You don't have to write the names of the people on the back of a photo because obviously everyone knows who all these people were and what the occasion was.

SMH
Especially the football teams, one of which is from 1924. I suspect that has my 13 year old grandfather in it somewhere. The church group photos are with my adult grandfather, but I doubt my mother or aunt know the other people in those photographs are.

Quote:
Originally Posted by nana77 View Post
@Rumpelteazer: if you want to give it a try, for your own collection, https://rawtherapee.com/ is a nice set of tools (it can modify more pics together, also); https://www.kornelix.net/fotocx/fotocx.html instead is nice but only for GNU/Linux distros.

A little rant about "Picasa", that was a nice program forsaken by Google.
Thanks, I'll have a look after I get back from vacation. For now everyone has to deal with the unedited scans.

Quote:
Originally Posted by pdurrant View Post
You should ask your parents (& any other older relatives) to identify people in the photos for you. This is something that is much harder/impossible to do later.
We're going to visit my aunt and uncle later this month and my cousin and her husband will be there, too.
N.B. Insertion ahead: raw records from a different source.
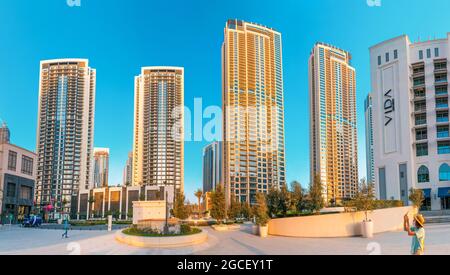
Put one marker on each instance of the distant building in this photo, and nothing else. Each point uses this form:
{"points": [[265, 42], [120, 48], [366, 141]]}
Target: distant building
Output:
{"points": [[4, 134], [212, 166], [128, 171], [101, 167], [17, 182]]}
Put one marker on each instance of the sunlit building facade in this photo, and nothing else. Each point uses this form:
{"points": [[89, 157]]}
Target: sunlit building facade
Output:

So, let's see if I can get some names from them.

The envelope with the loose pictures also contained my grandparents' birth certificates in it, my grandparents' "family book" (where they're marriage was registered and the births of their children were also registered) and the certificate for my grandfather's knighthood. So I scanned those, too.

I'm now ordering USB sticks so I can get everyone their own copy.